Canvas Calendar Agent — Training Pipeline Walkthrough

End-to-end recipe for producing the v3.0 Canvas Calendar Agent: from raw Canvas LMS contributions to released SFT + DPO models, with the agentic harness in kleinpanic/CS3704-Canvas-Project. Hardware: NVIDIA DGX Spark (Grace-Blackwell GB10 SoC, 122 GiB unified memory, SM121).

This document supplements .planning/ROADMAP.md and per-phase plans by giving the operational recipe an outside reader can follow. References to academic foundations (DPO, KTO, etc.) and to the artifacts and scripts that implement each step.

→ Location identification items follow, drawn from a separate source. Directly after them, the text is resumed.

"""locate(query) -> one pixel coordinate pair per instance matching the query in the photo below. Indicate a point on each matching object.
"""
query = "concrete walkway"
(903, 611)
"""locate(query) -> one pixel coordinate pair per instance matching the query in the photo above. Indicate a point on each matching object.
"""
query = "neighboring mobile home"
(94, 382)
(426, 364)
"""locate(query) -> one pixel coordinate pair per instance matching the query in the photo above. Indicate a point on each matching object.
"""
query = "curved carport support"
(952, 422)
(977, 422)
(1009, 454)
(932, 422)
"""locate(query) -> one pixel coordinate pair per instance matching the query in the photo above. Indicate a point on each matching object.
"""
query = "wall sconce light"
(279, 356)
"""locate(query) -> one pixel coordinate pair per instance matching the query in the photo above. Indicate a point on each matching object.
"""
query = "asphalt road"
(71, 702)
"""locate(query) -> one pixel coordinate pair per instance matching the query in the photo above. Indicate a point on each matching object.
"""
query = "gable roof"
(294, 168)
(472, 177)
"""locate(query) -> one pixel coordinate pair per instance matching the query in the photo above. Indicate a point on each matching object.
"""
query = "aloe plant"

1. Architecture in one paragraph

A 2.7B-parameter Gemma-4-E2B-IT base is fine-tuned with Supervised Fine-Tuning on Canvas-session trajectories that already contain native Gemma-4 tool-call markers, then aligned with Direct Preference Optimization (Rafailov et al., 2023) on 1,071 prompt/chosen/rejected triples labeled at temperature 0 by a Gemma-4-31B-IT-NVFP4 teacher running on slot 0 via vLLM. The resulting checkpoint is consumed by canvas_sdk.CanvasAgent, which loops Gemma4Backend → tool_parser → REGISTRY.dispatch → format_tool_result → Gemma4Backend until the model emits a final answer with no tool call.

2. Stack and tooling

Layer	Stack	Notes
Runtime	DGX Spark (GB10 SoC, 122 GiB UMA)	Single-host, no distributed training
Inference (teacher)	vLLM 0.18 + NVFP4 modelopt quant	`vllm/vllm-openai:gemma4-cu130` image
Forge router	spark-ai-v2 stack	OpenAI-compatible at `:18080`, handles auth, slot management
Training	TRL 1.1 + Transformers 4.47+ + PyTorch 2.10 (NGC 25.11-py3)	Container-based, `docker-compose.training.yaml`
Data CLI	`canvas-data` (this repo)	`merge / generate-pairs / label / audit / split-for-release / gen-kto-large / gen-benchmark-large`
Train CLI	`canvas-train` (this repo)	`--method {sft, lora, qlora, dpo, ipo, apo-zero, sppo, nca, kto, all}`
Anon	`piiranha` (CPU-only) + regex pre-pass	Spacy NER + custom CRN patterns
Release	`canvas-release`	GGUF Q2_K..Q8_0 (6 quants × 9 methods)
Agentic harness	`canvas_sdk.CanvasAgent` (Canvas-Project repo)	OpenAI-compatible wrapper + tool dispatcher

3. Data pipeline

3.1 Collection — multi-contributor

Each contributor runs the Canvas TUI's share_my_canvas.py extractor, which produces a JSONL snapshot of their courses, assignments, modules, and trajectory recordings. Examples in this dataset: - Williammm23.jsonl (William; 34 courses, 909 assignments) - kleinpanic.jsonl, Jada-001.jsonl, etc.

These land in data/collab/*.jsonl.

3.2 Anonymization — two-pass (CRN + PII)

Pass 1 — CRN: canvas-data merge --inputs data/collab/*.jsonl --out data/merged.jsonl

src/dataset/pipeline.py:detect_crn matches \b[A-Z]{2,5}_\d{4}_\d+_\d{6}\b (Virginia Tech CRN form CS_3704_21936_202601). anonymize_crn builds a stable registry mapping each raw CRN → @COURSEn. The merge step also dedups assignments by normalized (title, course) key.

Pass 2 — PII (PERSON, LOC, FAC, emails, phones): piiranha (CPU-only).

The Docker container at src/docker/Dockerfile.anon-piiranha runs en_core_web_sm + custom regex on content/text/final_answer fields:

# CRITICAL: NO --gpus all  (causes OOM with vLLM running)
docker run --rm \
  -i --memory=6g --memory-swap=6g \
  -v $PWD/data:/data \
  pii-anon < data/sft_trajectory_v7_train.jsonl > data/sft_trajectory_v7_train_clean.jsonl

Email and phone regex must run as a third pass (piiranha defaults miss asenger@vt.edu, 540-231-3788):

text = re.sub(r"[a-zA-Z0-9._%+-]+@vt\.edu", "@PROF_EMAIL", text)
text = re.sub(r"\b(540|703|804)[-.\s]\d{3}[-.\s]\d{4}\b", "@PHONE", text)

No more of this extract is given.